Tu ne peux pas avorter parce que tu n'en es pas capable, tu sens que ça va te changer pour toujours, que ça ne fonctionne pas avec ta façon de voir les choses et d'accepter ce que la vie t'apporte parce que ce sont tes valeurs toutes personnelles. Parce que sinon, tu penseras toujours à ce 4e enfant que tu n'as pas eu. On te demandera : "tu as combien d'enfants". Et tu répondras 3, et dans ta tête "et j'en aurais eu un 4e". Tu ne peux pas le rejeter parce qu'il est arrivé tout de suite après le décès de la mère de ton chum... et parce que la 3e est née quelques jours après le décès de son père... que le "timing" est trop étrange pour ne pas y accorder une valeur. Tu ne peux pas avorter parce que ce bébé a été conçu dans l'amour et qu'à part être profondément malheureuse de voir tes projets échoués maintenant, tu ne sais rien de l'avenir et tu as toujours voulu une famille nombreuse, mais que tu ne pensais plus y parvenir vu ton état enceinte. Et ce bébé... tu l'aimes déjà, malgré tout (parce que tu as cette habitude d'aimer les êtres et les choses "malgré tout"). Tu ne juges pas celles qui avortent, tu comprends leurs raisons, tu es pour le libre-choix. Mais choisir, ça peut aussi être choisir de poursuivre... malgré tout.

Mais tu demeures ambivalente et chaque journée difficile te remet en question. Il t'arrive de regretter d'avoir choisi de poursuivre, quand c'est trop dure. Et tu t'excuses à ton bébé d'avoir une telle pensée. Tu lui expliques intérieurement que ça n'a RIEN à voir avec lui. Tu t'accroches à la joie immense que tes enfants éprouvent à l'idée d'accueillir un nouveau membre dans la famille. Ce sont eux qui t'aident à traverser la tempête. Tu pratiques la gratitude chaque jour en remerciant la vie pour ce qui va bien. Tu savoures chaque petit moment où tu as oublié tes inconforts ou bien où tu t'es senti juste "correcte". Tu fais du déni de grossesse le soir pour arriver à dormir sans penser que le lendemain sera aussi éprouvant que cette journée. Tu t'imagines faire une longue promenade, parce que tu es physiquement incapable de marcher plus de 200 mètres. Tu regardes les branches se balancer par ta fenêtre, parce que tu passes le plus clair de ton temps au lit.

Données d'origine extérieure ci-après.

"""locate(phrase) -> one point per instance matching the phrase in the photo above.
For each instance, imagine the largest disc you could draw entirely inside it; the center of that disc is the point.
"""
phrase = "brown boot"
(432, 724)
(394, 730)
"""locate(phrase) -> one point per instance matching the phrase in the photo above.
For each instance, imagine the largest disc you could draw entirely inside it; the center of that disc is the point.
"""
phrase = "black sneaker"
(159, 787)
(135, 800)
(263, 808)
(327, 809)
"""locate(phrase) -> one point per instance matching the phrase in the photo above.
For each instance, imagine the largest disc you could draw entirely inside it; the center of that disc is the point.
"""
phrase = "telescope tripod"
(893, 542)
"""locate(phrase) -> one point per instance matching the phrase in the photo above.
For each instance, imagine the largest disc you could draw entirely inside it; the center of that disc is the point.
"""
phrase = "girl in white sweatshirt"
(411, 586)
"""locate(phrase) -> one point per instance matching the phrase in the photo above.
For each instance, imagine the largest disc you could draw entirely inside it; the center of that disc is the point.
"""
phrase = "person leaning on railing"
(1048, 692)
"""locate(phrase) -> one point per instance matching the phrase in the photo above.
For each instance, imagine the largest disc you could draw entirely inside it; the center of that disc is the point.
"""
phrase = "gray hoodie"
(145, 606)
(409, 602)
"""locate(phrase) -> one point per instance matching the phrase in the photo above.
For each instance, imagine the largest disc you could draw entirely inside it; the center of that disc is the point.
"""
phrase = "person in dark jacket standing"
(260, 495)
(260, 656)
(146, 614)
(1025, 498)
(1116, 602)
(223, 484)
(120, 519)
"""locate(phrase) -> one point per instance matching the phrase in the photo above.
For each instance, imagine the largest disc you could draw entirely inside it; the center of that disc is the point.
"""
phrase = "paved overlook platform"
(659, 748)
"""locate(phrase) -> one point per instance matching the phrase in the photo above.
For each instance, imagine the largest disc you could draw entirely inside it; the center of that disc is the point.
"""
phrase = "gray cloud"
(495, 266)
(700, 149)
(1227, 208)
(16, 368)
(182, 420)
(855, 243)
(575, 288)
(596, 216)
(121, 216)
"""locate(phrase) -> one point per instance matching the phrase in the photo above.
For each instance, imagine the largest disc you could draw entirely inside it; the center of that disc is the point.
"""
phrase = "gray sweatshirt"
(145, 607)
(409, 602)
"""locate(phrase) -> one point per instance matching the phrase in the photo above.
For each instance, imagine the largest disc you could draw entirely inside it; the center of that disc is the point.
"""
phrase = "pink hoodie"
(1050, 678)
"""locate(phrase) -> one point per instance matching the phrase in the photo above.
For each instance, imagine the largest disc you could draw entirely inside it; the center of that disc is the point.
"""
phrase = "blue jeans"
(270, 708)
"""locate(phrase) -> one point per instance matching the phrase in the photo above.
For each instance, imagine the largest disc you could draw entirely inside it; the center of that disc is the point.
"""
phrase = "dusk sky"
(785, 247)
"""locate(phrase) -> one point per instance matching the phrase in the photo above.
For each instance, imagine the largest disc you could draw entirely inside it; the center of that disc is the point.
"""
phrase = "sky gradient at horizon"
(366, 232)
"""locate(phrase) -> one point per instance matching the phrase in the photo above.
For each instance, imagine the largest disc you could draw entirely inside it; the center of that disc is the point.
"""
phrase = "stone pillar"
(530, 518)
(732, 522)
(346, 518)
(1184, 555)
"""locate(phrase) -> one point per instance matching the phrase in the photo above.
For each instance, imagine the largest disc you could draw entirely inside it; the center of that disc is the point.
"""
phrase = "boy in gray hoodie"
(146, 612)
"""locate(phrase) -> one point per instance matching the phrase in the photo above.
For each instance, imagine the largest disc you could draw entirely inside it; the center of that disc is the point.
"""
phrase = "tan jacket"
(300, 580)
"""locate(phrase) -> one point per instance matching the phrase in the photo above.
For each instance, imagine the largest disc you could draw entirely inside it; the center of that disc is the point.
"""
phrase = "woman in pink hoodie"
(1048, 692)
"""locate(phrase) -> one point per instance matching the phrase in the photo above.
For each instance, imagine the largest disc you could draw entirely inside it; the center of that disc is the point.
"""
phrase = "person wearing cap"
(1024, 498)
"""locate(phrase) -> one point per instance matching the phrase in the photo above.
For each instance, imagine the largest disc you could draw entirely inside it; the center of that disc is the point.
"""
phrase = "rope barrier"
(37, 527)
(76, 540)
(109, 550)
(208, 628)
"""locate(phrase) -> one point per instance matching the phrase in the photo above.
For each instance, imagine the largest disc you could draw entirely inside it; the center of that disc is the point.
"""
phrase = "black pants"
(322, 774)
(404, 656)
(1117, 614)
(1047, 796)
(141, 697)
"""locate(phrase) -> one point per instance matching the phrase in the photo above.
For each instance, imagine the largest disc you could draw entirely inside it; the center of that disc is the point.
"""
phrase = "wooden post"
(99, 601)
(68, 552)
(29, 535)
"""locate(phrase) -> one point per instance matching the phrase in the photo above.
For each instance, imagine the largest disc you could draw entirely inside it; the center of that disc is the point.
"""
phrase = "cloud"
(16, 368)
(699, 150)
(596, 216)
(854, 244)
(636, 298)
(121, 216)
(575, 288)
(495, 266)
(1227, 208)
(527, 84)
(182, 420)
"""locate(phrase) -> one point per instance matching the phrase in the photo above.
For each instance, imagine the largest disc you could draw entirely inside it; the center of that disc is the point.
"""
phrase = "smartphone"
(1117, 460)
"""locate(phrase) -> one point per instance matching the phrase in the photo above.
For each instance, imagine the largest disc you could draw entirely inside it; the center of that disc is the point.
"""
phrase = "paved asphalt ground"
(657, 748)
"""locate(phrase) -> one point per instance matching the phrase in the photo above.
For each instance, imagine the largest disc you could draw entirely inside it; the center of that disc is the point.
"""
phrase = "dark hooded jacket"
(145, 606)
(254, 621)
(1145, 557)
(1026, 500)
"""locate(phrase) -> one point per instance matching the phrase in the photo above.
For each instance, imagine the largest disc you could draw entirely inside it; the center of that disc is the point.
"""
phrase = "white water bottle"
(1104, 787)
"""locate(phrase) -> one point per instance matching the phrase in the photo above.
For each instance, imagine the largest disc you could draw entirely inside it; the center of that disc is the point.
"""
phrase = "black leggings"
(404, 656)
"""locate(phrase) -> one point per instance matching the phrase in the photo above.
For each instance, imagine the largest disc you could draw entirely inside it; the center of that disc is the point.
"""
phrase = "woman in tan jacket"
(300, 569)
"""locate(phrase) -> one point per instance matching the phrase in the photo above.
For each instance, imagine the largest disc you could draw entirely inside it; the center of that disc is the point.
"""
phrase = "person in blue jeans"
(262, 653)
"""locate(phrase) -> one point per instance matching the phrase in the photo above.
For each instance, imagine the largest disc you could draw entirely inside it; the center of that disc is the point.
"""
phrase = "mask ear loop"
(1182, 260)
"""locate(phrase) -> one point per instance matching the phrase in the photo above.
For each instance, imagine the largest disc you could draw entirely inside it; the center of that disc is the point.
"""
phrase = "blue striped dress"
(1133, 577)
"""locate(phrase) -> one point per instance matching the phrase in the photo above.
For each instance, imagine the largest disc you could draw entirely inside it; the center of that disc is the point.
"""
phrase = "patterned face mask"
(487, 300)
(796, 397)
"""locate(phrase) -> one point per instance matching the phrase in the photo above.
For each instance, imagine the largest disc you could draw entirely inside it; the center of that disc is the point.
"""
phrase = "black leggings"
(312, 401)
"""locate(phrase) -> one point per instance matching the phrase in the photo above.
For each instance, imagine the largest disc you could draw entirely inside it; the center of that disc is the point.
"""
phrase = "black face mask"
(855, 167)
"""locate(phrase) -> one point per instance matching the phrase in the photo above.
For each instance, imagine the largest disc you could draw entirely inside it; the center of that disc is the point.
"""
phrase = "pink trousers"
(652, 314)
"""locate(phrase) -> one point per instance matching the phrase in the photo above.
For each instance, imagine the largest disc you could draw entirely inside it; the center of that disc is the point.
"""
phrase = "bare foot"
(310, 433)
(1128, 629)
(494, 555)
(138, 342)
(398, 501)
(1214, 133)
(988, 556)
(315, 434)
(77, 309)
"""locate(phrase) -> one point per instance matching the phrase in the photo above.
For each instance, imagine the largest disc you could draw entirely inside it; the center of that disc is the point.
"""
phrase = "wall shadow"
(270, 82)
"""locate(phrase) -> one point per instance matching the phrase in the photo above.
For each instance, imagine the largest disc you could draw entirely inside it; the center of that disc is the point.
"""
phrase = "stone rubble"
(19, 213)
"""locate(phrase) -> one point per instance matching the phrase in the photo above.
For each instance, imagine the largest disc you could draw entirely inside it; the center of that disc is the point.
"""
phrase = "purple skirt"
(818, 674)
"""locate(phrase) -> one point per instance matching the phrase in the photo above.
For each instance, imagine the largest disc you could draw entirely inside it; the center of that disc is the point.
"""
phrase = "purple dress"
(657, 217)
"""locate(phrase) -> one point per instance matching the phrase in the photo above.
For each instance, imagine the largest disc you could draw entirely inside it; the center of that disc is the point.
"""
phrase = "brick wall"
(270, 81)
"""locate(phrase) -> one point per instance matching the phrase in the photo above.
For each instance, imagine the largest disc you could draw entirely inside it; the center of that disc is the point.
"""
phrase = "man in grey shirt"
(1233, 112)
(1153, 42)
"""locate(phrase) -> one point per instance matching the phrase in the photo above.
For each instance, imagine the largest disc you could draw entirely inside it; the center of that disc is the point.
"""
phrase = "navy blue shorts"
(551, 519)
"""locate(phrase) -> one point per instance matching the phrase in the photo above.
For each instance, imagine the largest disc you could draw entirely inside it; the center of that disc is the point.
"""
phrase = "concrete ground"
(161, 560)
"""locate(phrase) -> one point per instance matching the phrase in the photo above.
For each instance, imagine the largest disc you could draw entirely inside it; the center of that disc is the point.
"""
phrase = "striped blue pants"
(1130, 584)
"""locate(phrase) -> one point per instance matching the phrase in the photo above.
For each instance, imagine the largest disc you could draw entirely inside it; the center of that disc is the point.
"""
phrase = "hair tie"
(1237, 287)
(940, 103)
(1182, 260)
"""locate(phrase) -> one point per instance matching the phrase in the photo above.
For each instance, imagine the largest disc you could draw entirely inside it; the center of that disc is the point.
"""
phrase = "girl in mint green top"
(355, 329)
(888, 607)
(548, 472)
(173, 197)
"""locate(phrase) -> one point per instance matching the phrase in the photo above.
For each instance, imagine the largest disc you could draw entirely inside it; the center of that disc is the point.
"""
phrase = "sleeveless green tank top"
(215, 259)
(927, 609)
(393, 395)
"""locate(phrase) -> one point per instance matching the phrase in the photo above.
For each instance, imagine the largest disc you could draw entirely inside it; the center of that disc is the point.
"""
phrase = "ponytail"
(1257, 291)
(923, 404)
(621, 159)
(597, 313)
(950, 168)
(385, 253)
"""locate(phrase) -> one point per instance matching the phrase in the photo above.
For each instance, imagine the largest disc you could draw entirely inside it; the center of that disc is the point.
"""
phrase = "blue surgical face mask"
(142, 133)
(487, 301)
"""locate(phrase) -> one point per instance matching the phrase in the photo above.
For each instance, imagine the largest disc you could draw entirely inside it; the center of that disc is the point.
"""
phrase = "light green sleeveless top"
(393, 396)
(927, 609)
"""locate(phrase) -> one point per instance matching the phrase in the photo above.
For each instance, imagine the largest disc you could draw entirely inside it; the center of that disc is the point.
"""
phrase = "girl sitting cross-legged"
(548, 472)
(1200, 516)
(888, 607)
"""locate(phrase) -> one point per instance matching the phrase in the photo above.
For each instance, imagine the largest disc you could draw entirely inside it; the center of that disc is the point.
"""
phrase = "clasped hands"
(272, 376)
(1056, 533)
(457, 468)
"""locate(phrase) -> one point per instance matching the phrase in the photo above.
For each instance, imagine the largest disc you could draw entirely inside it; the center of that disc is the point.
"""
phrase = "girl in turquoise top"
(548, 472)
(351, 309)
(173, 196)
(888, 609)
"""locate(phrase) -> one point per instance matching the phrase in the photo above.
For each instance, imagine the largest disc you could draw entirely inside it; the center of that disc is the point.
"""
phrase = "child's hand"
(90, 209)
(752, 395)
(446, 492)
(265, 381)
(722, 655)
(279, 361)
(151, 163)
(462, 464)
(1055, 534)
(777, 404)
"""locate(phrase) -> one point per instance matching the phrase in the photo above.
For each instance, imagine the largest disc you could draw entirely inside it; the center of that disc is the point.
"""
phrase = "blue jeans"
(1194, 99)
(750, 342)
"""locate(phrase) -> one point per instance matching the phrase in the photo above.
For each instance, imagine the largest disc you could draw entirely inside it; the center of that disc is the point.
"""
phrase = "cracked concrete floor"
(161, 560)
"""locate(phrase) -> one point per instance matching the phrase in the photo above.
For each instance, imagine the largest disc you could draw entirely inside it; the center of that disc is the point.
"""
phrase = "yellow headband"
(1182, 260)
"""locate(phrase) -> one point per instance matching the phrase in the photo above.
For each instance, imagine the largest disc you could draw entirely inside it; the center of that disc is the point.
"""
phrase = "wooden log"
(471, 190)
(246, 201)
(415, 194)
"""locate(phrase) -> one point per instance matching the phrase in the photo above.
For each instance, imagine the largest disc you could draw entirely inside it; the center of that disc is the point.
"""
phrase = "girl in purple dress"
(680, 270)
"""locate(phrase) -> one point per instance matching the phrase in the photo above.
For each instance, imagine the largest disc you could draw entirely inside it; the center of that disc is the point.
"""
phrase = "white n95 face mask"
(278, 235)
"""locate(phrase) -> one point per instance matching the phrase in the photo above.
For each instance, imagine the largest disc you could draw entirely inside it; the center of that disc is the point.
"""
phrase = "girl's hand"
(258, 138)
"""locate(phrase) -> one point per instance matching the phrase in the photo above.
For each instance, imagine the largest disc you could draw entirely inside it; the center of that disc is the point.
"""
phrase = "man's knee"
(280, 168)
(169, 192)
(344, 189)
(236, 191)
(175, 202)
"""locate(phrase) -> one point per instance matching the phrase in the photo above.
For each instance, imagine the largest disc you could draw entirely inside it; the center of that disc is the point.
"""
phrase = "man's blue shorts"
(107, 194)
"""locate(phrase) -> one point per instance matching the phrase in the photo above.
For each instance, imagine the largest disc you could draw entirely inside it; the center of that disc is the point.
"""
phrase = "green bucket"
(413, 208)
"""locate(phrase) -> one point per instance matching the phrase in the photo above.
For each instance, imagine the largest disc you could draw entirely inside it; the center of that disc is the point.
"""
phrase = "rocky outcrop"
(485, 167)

Tu es dans un moment "contemplatif" de vie et tu essaies de l'accepter, toi qui es généralement dynamique, fonceuse, pleine de projets sur différents fronts.

Tu as choisi de te laisser bercer par les vagues plutôt que de ramer en vain, parce que ça ne sert à rien et que c'est juste plus difficile. Quand tu tentes de faire des choses, tu te frottes constamment à tes limites et la conscience de ton invalidité te fait trop souffrir. Tu préfères lâcher-prise. Tu prends tout ce qu'on t'offre : des mots d'encouragement, des caresses, des massages, des colleux. Tu te fixes de petits objectifs : se rendre à l'Halloween, se rendre aux fêtes, se rendre au prochain rendez-vous avec la sage-femme. Tu attends le printemps qui a un sens très précis pour toi : celui de la DÉLIVRANCE. Et tu espères que les choses iront mieux après, parce que c'est l'espoir qui nous permet de traverser les épreuves.

Une grossesse, toujours une bonne nouvelle? Non merci. Il suffirait de demander à chaque femme enceinte comment elle se sent et de lui laisser l'occasion de dire ce qu'elle vit sans jugement, puis de reconnaître son vécu et de partager ses sentiments. Cessons de jouer les hypocrites.